I must be feeling better
My brain seems to be working again. Though not in a terribly useful way. I feel hopeless and useless and like everything wrong with my life is pretty easily attributable to my own laziness and cowardice and self-interest. That it has been for years. And I can't see a way out. My job, my degree (and the previous versions of both), my weight, my finances. They could all be fine if I wasn't so lazy about all of them. And I know it's partly depression, but the depression isn't what got me here in the first place, even if it's what stops me getting out.
Should I just quit my job? Or out and out tell them to get a move on and fire me? I need the money really, and I don't see what other job I could get that would pay as well but wouldn't be at least as bad in terms of me getting anything done. I hate it. I hate being a complete failure.

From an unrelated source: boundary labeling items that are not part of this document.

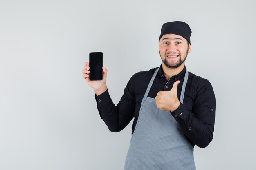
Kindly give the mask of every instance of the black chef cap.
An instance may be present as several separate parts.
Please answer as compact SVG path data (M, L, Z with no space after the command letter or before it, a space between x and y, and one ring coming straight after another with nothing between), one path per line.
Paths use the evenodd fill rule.
M189 38L192 31L186 23L182 21L173 21L164 24L161 29L161 34L158 42L161 38L165 34L173 34L180 35L186 39L191 44Z

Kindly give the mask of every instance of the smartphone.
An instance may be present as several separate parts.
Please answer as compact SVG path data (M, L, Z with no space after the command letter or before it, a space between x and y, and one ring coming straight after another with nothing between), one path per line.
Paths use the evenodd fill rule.
M101 80L103 79L103 53L102 52L90 53L89 55L89 66L90 80Z

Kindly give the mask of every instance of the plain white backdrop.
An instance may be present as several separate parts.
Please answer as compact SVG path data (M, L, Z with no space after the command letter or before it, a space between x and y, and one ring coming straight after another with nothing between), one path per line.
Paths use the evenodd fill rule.
M160 66L162 25L192 31L189 71L211 83L215 130L198 170L256 169L254 0L0 0L0 169L123 169L132 132L108 131L82 77L102 51L116 104Z

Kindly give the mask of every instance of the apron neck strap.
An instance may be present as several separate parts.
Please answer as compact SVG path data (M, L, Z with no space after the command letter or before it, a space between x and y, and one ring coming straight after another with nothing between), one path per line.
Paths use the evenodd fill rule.
M155 76L156 76L157 72L158 72L158 70L159 70L159 68L157 68L152 77L151 78L150 82L149 82L149 84L148 84L148 88L147 88L147 90L146 91L146 93L145 93L145 95L144 95L144 97L143 99L146 99L146 98L148 97L148 93L149 93L149 91L151 88L151 86L152 86L152 84L153 84L153 82L154 82L154 80L155 78ZM189 72L187 70L186 71L186 73L185 74L185 77L184 78L184 81L183 81L183 83L182 84L182 87L181 89L181 93L180 94L180 102L182 104L183 104L183 99L184 99L184 95L185 94L185 90L186 89L186 83L188 82L188 79L189 78Z

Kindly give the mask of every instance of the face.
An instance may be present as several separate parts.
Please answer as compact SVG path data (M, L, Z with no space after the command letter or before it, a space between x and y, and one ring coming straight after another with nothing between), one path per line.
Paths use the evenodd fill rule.
M186 40L175 34L164 35L159 42L160 56L164 65L171 68L177 68L184 63L191 48Z

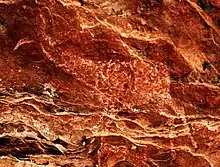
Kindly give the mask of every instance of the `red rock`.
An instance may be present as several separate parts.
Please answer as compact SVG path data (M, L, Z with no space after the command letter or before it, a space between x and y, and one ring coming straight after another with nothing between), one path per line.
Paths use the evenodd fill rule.
M0 167L219 167L215 0L0 1Z

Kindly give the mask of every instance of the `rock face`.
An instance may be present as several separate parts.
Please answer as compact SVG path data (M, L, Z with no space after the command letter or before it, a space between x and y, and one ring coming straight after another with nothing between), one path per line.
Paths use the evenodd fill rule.
M0 0L0 167L220 167L219 0Z

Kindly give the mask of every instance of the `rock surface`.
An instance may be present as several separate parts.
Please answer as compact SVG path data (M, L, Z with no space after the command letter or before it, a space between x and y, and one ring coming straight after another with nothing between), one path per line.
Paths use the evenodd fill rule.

Should I just quit my job? Or out and out tell them to get a move on and fire me? I need the money really, and I don't see what other job I could get that would pay as well but wouldn't be at least as bad in terms of me getting anything done. I hate it. I hate being a complete failure.
no subject
No, I don't think you should quit, and I don't think you should tell them to fire you. Hmm, sorry, that's not meant to tell you what to do! But please don't do anything like that without us having talked it through. If you're in tomorrow, maybe we can go out for a while? If you're not, but are up to coming into town, we could meet up for lunch?
Oh, and if you call yourself the f* word again, I'll thkweam and I'll thkweam... You're not, and, for what it's worth, I don't think you're lazy, either. So there.